Now look at public office – minimal representation for the maximum gender.
Currently of 100 US senators, 17 are women. Women lost seats in the House. And only three states out of 50 – Maine, Connecticut and Hawaii – can boast gender parity in their US House representatives even while the census reveals more adult women than men in the US.

In Wisconsin, 23% of the Wisconsin legislature are women. 15% of City Councils have no women and of the 12,935 town and village board seats, only 2,646 are held by women.
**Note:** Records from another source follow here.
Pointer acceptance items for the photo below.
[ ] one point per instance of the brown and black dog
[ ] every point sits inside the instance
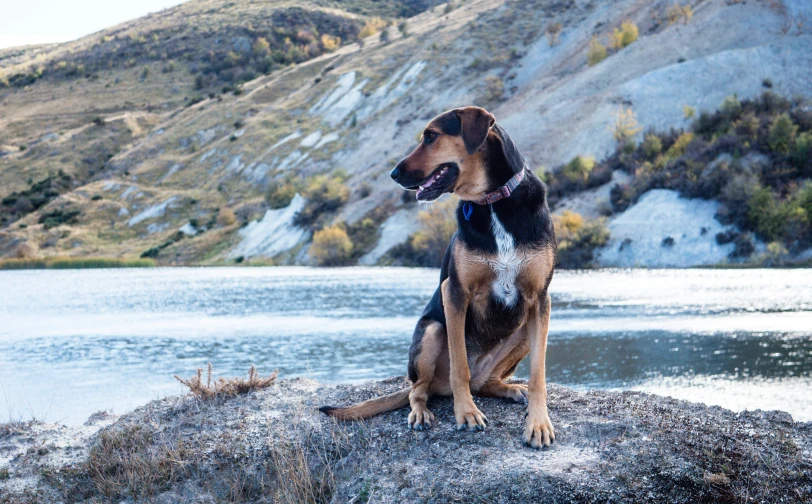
(492, 307)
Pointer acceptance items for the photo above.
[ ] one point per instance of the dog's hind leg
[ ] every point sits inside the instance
(495, 386)
(432, 346)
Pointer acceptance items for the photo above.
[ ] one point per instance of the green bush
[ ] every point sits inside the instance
(596, 52)
(579, 168)
(324, 194)
(652, 146)
(766, 214)
(279, 194)
(802, 152)
(782, 134)
(577, 239)
(331, 246)
(427, 246)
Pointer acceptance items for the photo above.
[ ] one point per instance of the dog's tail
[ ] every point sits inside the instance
(369, 408)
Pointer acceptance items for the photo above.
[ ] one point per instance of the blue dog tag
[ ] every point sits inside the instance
(467, 211)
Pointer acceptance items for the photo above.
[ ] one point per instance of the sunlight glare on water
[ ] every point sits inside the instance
(75, 342)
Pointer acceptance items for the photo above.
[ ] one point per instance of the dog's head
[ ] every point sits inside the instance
(462, 151)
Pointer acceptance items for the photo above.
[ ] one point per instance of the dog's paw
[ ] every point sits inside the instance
(517, 392)
(538, 431)
(469, 417)
(420, 418)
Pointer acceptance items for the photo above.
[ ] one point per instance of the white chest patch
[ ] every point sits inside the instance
(506, 265)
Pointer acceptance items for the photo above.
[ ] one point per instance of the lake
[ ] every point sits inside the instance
(73, 342)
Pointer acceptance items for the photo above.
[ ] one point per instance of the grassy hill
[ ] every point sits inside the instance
(185, 135)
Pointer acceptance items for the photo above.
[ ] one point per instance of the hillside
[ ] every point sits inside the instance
(187, 134)
(274, 446)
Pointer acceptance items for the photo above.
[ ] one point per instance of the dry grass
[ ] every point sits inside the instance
(226, 387)
(74, 263)
(133, 461)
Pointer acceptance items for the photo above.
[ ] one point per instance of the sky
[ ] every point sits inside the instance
(43, 21)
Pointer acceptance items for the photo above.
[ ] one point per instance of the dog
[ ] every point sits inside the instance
(492, 307)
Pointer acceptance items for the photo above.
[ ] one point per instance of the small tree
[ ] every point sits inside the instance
(331, 246)
(226, 217)
(596, 52)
The statistics cited confirm the push for progressive women in public office is long overdue – and under the tireless promotion of leader Karen Middleton, Emerge America pumps its solution that these should be women tied to the progressive wing of the Democrat Party.

What some once saw as a sliver movement in the need to get more women running, Emerge seems the Rosetta Stone of success – putting potential candidates through their paces and preparation in how to understand policies, talk about issues, use the Democratic principles, network with men and women, raise money and dig deep into the grassroots. (In fact, one new state senator, Jessica King, is actually an Emerge Wisconsin graduate.)

It’s been working, which may be why the national media is paying attention and why Emerge Wisconsin, headed by executive director Wendy Strout, has been singled out by state Democrats and moved up its planned training classes and publicity efforts.

The fact that progressive women are a hot topic for male political leaders such as Abele, the reality of these statistics, the gains of candidates across the nation, reflect that the dream of more progressive women in public office – more independent women in general — is turning into a genuine mission. And something of a nightmare for the Republican Party.